Meanwhile we are running tons of CI that isn't relevant at all and is frankly a total waste of CI hours since it was testing the old backend that just doesn't even exist anymore but we didn't get around to cleaning up from our codebase

@wedamija how do we get this fixed then?
There are serious risks associated with having the default backend be something that just doesn't run in production. We have to remember to override it in ops, self hosted and everywhere we deploy sentry or stuff will be broken. In the meantime, are we just pretending we have existing coverage and are "disabling" something here when we don't have any real coverage anyway?

I'm going to see if i can switch out to the old backend and preserve the tests at least

Ok that doesn't work. @iambriccardo do you have any idea how to do what dan suggests about migrating store_session?

Hi! Let me take a look. A teammate of mine did the conversion, I know partially about the whole domain but let me see if I can be of any help.

@lynnagara I fixed the problem and pushed the changes directly here. I hope that is fine by you.

jjbayer · 2024-04-02T09:29:25Z

@jjbayer are you sure that parametrize_backend is actually parametrizing anything? From what I can tell it doesn't seem to actually run any of the release health tests. When I turn them on they all fail.

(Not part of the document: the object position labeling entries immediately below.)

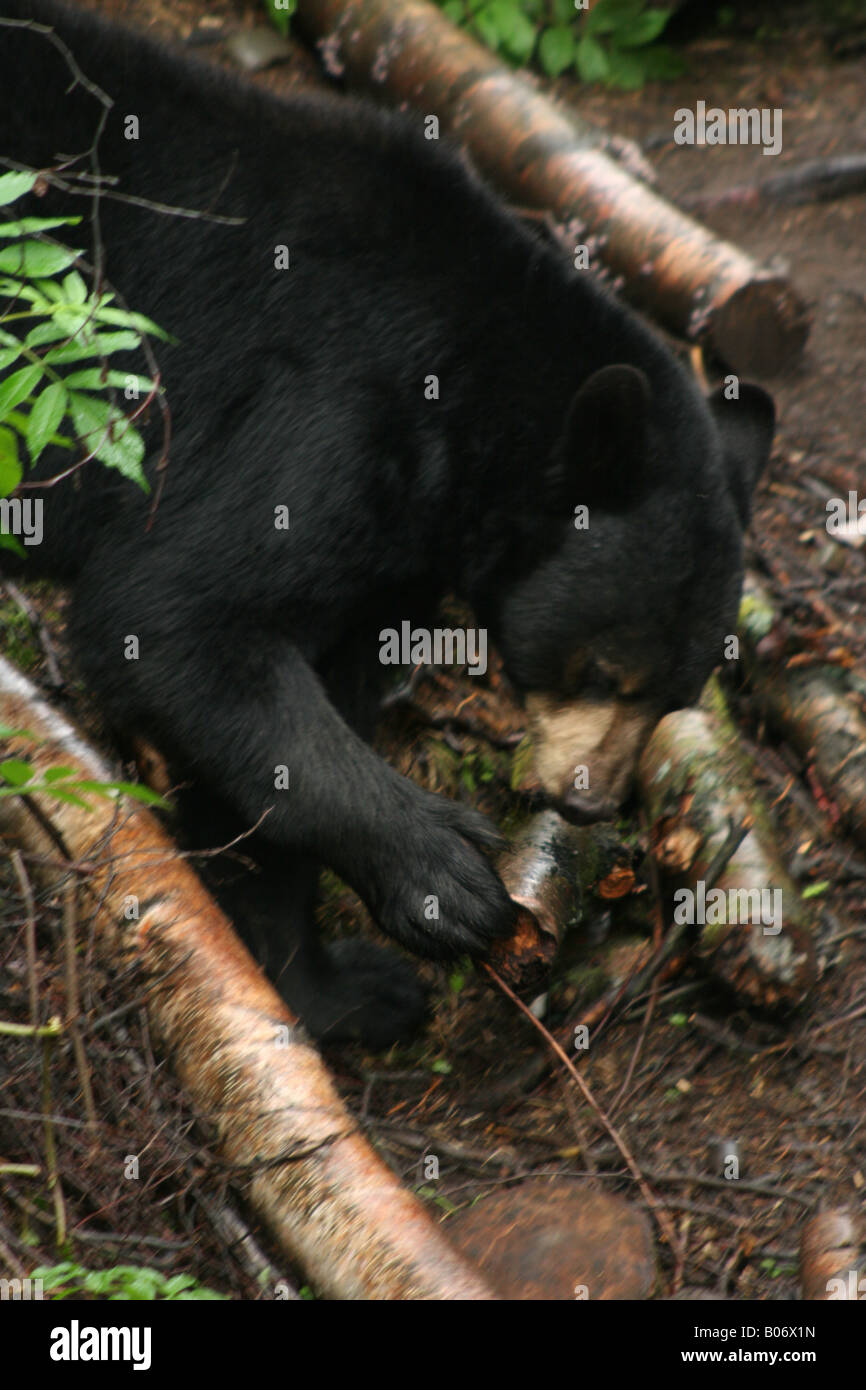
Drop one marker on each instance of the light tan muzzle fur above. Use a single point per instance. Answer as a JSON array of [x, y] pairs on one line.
[[605, 737]]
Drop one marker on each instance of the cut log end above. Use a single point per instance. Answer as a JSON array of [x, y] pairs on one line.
[[761, 328]]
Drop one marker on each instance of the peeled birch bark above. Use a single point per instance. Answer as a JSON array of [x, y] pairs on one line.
[[816, 708], [540, 156], [242, 1058], [697, 790]]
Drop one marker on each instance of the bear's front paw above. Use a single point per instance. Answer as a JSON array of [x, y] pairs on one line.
[[439, 895]]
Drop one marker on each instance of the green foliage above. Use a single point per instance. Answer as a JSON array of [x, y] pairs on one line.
[[124, 1283], [615, 42], [49, 320], [281, 13], [21, 779]]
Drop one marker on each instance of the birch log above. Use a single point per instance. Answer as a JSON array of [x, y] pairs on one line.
[[325, 1197], [540, 156]]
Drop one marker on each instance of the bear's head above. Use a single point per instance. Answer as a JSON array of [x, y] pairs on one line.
[[634, 601]]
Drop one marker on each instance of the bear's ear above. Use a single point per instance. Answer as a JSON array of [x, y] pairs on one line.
[[603, 439], [745, 427]]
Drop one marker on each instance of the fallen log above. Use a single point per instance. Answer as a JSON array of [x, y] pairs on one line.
[[752, 929], [538, 154], [241, 1057], [816, 708], [540, 873]]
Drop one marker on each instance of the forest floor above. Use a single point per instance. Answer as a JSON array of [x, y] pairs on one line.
[[677, 1072]]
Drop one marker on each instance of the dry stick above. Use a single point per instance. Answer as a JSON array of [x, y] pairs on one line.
[[660, 1218], [72, 1002], [237, 1050], [540, 156], [27, 893], [815, 181], [50, 1147]]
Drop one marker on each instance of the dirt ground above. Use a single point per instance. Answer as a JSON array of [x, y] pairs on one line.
[[676, 1072]]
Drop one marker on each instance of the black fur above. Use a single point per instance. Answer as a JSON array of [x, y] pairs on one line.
[[306, 388]]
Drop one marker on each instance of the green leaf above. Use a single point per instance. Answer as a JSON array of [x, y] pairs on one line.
[[10, 466], [95, 378], [642, 29], [177, 1285], [127, 320], [9, 356], [487, 27], [15, 772], [10, 542], [14, 185], [517, 35], [18, 387], [281, 14], [612, 15], [50, 289], [27, 225], [109, 435], [100, 345], [556, 50], [46, 414], [36, 259], [67, 797], [591, 60]]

Yeah, @parametrize_backend inserts a "metrics" version of each test into the global scope, so when you run test_sessions.py you'll see

tests/snuba/sessions/test_sessions.py::SnubaSessionsTestMetricsLayer::test_basic_release_model_adoptions PASSED
tests/snuba/sessions/test_sessions.py::SnubaSessionsTest::test_basic_release_model_adoptions PASSED

iambriccardo · 2024-04-02T13:45:06Z

src/sentry/testutils/pytest/metrics.py

@@ -85,7 +85,7 @@ def new_create_snql_in_snuba(subscription, snuba_query, snql_query, entity_subsc
            is_performance_metrics = False
            is_metrics = False
            if isinstance(query.match, Entity):
-                is_performance_metrics = query.match.name.startswith("generic_metrics")
+                is_performance_metrics = query.match.name.startswith("generic")


This is not the best fix but it was the easiest for the scope of this PR. We might want in the future to improve this.

Out of curiosity, how does this change fix the tests?

The acceptance tests were running into some endpoints which were querying generic metrics but via the entity key generic_org_metrics_counters which is still on generic metrics but failed the generic_metrics check. For this reason I relaxed the condition but a better solution would be to have some sort of mapping or inferring the use case id from the query and marking it as performance if it's not sessions.

lynnagara

Thanks @iambriccardo for the fix.. unfortunately there are 4 more modules/tests marked xfail in this PR. Could we apply similar there?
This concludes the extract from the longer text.